O projeto com nome Programa Escola Sem Partido que tramita em nível federal é o PLn.o 867/2015, de autoria do deputado Izalci Lucas (PSDB/DF), e “inclui, entre as diretrizes e bases da educação nacional, o ‘programa escola sem partido’”, ou seja, incide sobre a Lei de Diretrizes e Bases da Educação Nacional (LDB). Para tanto, o projeto de oito páginas sugere, assim como os outros projetos de lei sobre o Escola Sem Partido, afixar nas salas de aula e nas salas dos professores das escolas um cartaz supostamente divulgando a “liberdade de aprender” dos alunos. Na verdade, o cartaz contém apenas uma série de proibições (desnecessárias) aos docentes.
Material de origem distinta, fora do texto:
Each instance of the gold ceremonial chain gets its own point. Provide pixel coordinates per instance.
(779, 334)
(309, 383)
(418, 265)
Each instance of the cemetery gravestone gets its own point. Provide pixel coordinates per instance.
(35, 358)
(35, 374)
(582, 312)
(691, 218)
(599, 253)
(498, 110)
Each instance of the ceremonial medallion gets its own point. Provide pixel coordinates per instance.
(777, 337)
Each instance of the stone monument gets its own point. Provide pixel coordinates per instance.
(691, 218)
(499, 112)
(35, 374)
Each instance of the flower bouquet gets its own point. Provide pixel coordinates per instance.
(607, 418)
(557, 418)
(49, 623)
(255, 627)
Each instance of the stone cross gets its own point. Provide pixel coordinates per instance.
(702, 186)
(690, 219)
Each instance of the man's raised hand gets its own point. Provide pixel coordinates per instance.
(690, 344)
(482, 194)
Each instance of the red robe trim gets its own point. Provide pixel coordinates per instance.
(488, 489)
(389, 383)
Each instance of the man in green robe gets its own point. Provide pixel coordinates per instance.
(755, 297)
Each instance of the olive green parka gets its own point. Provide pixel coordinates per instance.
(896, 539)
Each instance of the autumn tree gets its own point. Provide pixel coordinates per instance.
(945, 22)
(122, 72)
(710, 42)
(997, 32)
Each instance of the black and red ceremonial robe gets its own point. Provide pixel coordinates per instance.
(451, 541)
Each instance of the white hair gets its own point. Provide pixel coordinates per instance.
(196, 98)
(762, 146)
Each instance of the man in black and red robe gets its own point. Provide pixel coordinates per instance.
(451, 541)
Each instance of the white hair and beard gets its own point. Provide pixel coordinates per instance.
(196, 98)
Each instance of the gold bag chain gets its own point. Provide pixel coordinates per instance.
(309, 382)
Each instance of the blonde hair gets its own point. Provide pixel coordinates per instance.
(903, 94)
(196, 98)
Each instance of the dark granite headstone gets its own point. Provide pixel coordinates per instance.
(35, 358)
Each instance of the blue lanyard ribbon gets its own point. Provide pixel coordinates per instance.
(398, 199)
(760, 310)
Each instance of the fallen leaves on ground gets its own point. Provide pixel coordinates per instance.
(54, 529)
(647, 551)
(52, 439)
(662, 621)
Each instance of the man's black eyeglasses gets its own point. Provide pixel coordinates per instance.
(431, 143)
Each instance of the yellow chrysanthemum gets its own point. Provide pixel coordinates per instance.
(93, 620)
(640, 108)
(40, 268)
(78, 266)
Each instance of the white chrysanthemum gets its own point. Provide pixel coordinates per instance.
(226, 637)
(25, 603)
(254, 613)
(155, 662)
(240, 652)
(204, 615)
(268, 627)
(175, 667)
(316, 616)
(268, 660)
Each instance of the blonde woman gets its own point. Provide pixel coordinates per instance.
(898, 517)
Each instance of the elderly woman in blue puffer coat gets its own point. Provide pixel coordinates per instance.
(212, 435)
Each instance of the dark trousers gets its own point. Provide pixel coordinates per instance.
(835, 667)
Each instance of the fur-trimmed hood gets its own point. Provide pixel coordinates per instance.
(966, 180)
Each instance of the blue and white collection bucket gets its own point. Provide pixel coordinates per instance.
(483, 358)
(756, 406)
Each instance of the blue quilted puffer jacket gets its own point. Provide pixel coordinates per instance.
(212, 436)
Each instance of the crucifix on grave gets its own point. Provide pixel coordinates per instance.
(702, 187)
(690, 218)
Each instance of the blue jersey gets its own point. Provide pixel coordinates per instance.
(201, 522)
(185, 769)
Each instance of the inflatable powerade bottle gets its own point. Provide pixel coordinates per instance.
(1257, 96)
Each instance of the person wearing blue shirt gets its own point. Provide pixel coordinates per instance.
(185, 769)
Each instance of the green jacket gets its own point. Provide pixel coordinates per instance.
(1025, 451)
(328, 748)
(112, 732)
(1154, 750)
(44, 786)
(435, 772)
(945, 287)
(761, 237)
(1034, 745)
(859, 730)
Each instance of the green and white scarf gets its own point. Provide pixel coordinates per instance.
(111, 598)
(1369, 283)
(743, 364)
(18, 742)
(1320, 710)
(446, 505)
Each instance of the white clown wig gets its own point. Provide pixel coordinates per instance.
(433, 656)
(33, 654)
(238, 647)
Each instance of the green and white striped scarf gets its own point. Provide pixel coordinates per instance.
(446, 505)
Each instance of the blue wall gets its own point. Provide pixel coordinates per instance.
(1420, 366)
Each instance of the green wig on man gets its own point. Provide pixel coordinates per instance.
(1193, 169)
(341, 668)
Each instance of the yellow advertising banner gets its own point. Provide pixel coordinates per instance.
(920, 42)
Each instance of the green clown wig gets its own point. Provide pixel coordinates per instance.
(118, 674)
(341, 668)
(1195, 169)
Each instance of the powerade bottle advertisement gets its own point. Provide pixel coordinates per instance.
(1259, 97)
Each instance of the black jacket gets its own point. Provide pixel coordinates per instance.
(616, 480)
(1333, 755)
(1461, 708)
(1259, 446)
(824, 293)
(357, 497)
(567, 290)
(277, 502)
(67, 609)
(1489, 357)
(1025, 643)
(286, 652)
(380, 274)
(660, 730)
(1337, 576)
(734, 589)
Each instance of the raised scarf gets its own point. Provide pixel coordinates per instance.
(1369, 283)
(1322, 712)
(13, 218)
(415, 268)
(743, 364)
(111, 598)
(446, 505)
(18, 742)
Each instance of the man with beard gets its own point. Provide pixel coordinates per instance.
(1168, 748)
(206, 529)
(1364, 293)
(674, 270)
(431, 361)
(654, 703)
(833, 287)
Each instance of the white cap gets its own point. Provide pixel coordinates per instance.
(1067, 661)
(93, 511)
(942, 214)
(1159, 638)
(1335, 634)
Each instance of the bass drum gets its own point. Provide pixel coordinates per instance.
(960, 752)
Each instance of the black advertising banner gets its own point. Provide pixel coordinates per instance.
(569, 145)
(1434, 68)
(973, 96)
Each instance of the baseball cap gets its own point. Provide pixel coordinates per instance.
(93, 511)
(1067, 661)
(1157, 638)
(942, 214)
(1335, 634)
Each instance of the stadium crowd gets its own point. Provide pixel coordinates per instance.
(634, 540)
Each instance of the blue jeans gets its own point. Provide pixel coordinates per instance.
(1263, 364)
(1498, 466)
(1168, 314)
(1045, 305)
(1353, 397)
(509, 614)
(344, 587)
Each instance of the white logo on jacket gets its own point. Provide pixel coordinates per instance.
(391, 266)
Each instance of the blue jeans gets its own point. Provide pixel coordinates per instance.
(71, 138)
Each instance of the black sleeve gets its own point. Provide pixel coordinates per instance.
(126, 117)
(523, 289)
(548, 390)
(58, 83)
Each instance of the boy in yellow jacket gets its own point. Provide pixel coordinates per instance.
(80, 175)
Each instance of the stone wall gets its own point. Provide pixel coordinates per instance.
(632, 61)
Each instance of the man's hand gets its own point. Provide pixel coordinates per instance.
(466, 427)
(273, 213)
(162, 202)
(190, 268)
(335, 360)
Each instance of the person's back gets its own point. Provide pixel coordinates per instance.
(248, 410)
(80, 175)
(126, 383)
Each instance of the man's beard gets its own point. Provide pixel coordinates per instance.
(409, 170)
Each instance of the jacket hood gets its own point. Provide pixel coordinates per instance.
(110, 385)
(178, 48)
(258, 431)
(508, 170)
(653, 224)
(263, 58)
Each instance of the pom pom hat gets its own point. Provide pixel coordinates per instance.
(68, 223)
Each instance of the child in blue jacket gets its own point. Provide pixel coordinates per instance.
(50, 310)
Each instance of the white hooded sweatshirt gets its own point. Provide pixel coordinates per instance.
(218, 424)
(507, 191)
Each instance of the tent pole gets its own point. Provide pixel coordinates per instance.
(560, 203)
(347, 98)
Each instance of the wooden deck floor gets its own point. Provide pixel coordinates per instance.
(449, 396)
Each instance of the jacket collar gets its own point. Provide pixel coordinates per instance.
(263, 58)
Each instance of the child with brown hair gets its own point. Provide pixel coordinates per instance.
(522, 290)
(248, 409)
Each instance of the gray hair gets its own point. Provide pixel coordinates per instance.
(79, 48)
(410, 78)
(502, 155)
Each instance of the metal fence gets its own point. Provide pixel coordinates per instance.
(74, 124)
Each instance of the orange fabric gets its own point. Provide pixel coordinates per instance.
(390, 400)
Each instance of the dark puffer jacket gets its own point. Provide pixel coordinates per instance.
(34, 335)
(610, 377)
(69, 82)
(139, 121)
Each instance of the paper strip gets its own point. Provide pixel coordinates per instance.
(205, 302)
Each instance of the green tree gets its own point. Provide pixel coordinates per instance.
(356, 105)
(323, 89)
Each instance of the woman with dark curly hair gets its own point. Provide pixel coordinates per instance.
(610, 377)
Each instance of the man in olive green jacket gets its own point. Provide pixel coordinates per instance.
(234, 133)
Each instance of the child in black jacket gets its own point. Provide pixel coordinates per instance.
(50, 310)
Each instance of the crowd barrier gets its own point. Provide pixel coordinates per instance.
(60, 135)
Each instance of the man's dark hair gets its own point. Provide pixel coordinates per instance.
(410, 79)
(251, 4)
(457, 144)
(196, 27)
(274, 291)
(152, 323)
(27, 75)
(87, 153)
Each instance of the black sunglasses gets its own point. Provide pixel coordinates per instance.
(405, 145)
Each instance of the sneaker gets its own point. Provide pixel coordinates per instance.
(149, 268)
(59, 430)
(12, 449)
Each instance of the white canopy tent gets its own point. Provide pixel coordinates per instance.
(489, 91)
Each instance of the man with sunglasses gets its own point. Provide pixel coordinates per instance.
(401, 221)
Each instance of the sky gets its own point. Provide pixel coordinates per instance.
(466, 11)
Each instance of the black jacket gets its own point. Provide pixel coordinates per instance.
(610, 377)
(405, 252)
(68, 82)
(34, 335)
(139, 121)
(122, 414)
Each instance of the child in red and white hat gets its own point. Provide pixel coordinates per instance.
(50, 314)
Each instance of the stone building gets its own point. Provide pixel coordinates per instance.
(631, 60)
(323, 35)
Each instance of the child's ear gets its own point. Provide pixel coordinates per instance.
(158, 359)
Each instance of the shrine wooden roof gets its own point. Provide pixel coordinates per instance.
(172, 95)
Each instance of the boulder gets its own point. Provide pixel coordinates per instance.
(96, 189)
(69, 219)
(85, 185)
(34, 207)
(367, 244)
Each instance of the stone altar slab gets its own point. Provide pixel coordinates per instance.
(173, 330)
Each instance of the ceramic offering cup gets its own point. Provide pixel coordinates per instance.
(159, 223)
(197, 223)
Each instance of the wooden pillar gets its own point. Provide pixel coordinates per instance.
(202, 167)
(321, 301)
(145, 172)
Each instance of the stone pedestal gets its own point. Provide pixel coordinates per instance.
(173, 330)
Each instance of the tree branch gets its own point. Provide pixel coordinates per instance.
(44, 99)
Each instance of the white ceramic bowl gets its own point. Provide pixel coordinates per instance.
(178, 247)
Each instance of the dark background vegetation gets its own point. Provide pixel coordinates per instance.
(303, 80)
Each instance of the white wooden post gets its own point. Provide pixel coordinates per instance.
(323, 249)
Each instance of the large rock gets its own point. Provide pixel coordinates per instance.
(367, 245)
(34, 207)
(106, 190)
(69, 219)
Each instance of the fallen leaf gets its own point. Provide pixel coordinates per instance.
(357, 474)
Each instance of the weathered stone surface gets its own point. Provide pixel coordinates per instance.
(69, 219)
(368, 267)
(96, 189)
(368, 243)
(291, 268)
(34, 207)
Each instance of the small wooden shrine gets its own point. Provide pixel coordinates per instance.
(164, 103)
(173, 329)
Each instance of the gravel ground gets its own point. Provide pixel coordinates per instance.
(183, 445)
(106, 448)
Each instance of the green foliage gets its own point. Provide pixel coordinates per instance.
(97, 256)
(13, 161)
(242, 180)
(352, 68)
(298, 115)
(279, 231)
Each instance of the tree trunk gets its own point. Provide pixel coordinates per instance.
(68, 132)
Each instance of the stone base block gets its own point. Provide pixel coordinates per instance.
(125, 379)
Em seu artigo 7º, o projeto de lei estabelece que as secretarias de educação criarão um canal de comunicação destinado ao recebimento de reclamações relacionadas ao descumprimento dessa lei, assegurando o anonimato do reclamante, ou seja, um disque-denúncia contra professores. Ainda segundo o projeto, a lei aplicar-se-ia também aos livros didáticos e paradidáticos, às avaliações para o ingresso no ensino superior, às provas de concurso para o ingresso na carreira docente e às instituições de ensino superior.Ou seja, sobre a totalidade das políticas públicas para educação.
Como sua principal base legal, projeto evoca o artigo 12 da Convenção Americana sobre Direitos Humanos, segundo o qual “os pais têm direito a que seus filhos recebam a educação religiosa e moral que esteja de acordo com suas próprias convicções”. Segundo o projeto de lei, “cabe aos pais decidir o que seus filhos devem aprender em matéria de moral” e “um Estado que se define como laico – e que, portanto, deve ser neutro em relação a todas as religiões – não pode usar o sistema de ensino para promover uma determinada moralidade, já que a moral é, em regra, inseparável da religião”. Apenas não menciona que esse mesmo artigo 12 refere-se à liberdade religiosa e à esfera privada e não à educação e à esfera pública.